Bear Republic Brewing Co. – Cloverdale, CA
Fat Head’s Brewery – Cleveland, OH
Stone Brewing Co. – San Diego, CA
TBA Brown Ale
Stone has been on a roll lately with their collaboration series, where they join with two other breweries across the country to craft a unique one-off beer. Stone already makes some of the best beers on the planet, but in an effort to get outside the box and create something not limited by a particular style, they’ve begun a brain trust of sorts composed of some of the county’s best and up-and-coming breweries.
So far, every beer I’ve had in the series has been a big hit. Last year’s releases included:
- Highway 78 Scotch Ale with Green Flash and Pizza Port;
- Japanese Green Tea IPA with Baird and Ishii, a beer the benefitted tsunami victims;
- Cherry Chocolate Stout with Troegs and two homebrewers;
- La Citrueille Celeste de Citricado pumpkin beer with The Bruery and Elysian.
In 2012, they’ve produced the More Brown Than Black IPA with The Alchemist and Ninkasi to help support hurricane victims in the Northeast, and the newest entry in the series, TBA, a super-hoppy brown ale brewed with Bear Republic and Fat Head’s.
The collaboration was inspired by standard brown ale homebrew kits, usually labeled as “Texas brown ale”s. Instead of letting the biscuit and roasted qualities of most brown ales shine through, the brewers instead added brown sugar and molasses to even it out while hopping the hell out of it. (It’s a Stone brew. What else would you expect?)
The pour is, well, brown. A very deep, rich brown with hints of ruby around the edges of the glass where light shines through. There’s a huge pillowy head on the top and some mild lacing.
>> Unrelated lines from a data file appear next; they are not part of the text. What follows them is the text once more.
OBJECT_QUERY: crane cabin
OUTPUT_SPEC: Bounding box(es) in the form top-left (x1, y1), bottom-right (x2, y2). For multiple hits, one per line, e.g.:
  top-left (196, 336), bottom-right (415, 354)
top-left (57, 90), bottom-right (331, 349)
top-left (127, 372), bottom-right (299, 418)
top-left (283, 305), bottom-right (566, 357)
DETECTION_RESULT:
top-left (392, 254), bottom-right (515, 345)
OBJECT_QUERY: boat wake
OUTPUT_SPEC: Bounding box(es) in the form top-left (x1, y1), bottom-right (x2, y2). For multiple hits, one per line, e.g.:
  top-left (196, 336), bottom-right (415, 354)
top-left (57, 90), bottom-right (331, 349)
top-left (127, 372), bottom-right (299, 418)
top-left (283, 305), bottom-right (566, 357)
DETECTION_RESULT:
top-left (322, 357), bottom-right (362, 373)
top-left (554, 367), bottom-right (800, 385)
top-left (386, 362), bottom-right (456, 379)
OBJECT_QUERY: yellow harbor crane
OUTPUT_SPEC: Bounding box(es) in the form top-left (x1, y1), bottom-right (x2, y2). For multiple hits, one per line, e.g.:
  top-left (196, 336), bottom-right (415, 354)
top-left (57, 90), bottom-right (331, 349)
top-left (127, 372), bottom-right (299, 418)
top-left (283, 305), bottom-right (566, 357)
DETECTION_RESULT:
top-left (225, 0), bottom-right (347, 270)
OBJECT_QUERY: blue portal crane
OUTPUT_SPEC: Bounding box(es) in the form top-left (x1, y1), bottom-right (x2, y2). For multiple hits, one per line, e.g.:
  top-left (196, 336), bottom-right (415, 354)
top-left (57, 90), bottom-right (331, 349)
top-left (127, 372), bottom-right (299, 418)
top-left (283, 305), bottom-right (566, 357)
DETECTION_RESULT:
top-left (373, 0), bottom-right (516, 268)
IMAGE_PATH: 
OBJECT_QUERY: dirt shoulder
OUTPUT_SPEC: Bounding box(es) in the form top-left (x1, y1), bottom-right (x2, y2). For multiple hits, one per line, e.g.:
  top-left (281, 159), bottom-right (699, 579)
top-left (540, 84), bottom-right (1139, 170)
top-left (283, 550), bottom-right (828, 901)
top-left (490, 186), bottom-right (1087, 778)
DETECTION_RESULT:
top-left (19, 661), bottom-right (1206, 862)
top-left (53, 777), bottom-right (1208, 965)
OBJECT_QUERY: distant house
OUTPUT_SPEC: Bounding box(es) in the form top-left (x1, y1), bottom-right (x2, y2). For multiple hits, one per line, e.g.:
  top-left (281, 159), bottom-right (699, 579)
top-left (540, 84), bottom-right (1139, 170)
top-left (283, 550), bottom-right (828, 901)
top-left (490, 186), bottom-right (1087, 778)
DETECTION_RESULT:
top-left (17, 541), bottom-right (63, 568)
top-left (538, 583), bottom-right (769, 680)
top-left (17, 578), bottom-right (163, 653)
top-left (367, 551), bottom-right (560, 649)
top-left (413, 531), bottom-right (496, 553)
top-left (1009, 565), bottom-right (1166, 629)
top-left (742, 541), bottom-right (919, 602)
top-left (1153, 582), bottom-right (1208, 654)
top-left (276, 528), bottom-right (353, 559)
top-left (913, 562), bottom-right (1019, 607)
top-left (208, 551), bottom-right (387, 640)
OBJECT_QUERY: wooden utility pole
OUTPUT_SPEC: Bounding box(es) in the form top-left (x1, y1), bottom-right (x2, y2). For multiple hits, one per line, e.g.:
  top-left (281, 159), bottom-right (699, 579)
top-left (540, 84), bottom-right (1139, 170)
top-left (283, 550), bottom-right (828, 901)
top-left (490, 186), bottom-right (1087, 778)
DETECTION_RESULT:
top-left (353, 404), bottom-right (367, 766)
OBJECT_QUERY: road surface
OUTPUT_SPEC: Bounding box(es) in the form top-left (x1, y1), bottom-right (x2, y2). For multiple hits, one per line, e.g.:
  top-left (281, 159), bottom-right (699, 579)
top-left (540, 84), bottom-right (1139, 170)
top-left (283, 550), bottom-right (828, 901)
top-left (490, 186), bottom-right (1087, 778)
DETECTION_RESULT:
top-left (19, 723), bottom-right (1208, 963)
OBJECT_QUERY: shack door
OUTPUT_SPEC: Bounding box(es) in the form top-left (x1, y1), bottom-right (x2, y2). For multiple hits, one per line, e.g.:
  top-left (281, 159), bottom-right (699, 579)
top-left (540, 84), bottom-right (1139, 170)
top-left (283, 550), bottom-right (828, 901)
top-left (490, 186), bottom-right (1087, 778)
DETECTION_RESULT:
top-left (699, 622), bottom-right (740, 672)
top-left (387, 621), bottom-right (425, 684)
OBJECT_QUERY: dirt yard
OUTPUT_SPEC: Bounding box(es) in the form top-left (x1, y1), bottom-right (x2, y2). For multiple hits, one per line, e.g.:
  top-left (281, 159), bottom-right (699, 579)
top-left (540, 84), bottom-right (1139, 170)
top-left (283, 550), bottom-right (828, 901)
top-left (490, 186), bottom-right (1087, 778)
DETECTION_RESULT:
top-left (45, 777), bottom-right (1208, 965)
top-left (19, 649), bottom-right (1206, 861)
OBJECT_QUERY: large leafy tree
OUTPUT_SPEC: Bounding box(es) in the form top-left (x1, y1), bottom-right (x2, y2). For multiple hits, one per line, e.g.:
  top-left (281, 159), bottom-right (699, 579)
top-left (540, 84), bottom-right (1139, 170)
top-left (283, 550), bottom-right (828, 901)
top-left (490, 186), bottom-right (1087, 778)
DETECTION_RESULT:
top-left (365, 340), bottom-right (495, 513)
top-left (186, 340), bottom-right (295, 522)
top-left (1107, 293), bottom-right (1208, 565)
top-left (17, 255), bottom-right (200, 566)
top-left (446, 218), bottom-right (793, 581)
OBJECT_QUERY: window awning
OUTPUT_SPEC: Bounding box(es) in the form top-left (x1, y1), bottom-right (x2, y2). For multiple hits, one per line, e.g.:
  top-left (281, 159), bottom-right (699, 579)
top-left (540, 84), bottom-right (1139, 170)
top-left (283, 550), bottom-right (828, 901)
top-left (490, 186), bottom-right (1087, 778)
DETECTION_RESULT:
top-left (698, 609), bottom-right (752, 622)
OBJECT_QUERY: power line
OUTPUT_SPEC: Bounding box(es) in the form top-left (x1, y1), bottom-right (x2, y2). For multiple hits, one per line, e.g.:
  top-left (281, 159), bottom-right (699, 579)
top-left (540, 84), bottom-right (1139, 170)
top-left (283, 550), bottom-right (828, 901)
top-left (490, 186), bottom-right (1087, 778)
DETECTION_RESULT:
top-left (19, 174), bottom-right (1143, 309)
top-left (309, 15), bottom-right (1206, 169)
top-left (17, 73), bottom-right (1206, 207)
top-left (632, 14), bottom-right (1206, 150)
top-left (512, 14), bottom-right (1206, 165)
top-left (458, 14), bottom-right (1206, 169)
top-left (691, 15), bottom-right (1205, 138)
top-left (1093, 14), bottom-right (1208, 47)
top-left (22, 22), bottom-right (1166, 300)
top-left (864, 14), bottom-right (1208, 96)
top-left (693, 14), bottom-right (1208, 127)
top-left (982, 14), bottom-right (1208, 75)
On the nose is a really nice blend of the roasted malts and hop bite. I got hints of pine, a subtle sweetness from the molasses and a definite hint of brown sugar. Really interesting for what is in essence a standard brown ale.
On the front of the tongue is a muted bitterness from the hops. A kind of woody maltiness comes through mid-palate accompanied by a nice wash of carbonation. The piney hop notes really comes through on the back. There’s a sort of woody note to the back as well and a nice roasted quality.
Brown ales are one of my least favorite styles. I just consider most of them bland and boring, with no real standout characteristic. But the sweeter notes on this with that great hop kick make this a great twist on the style. Another winner in the series.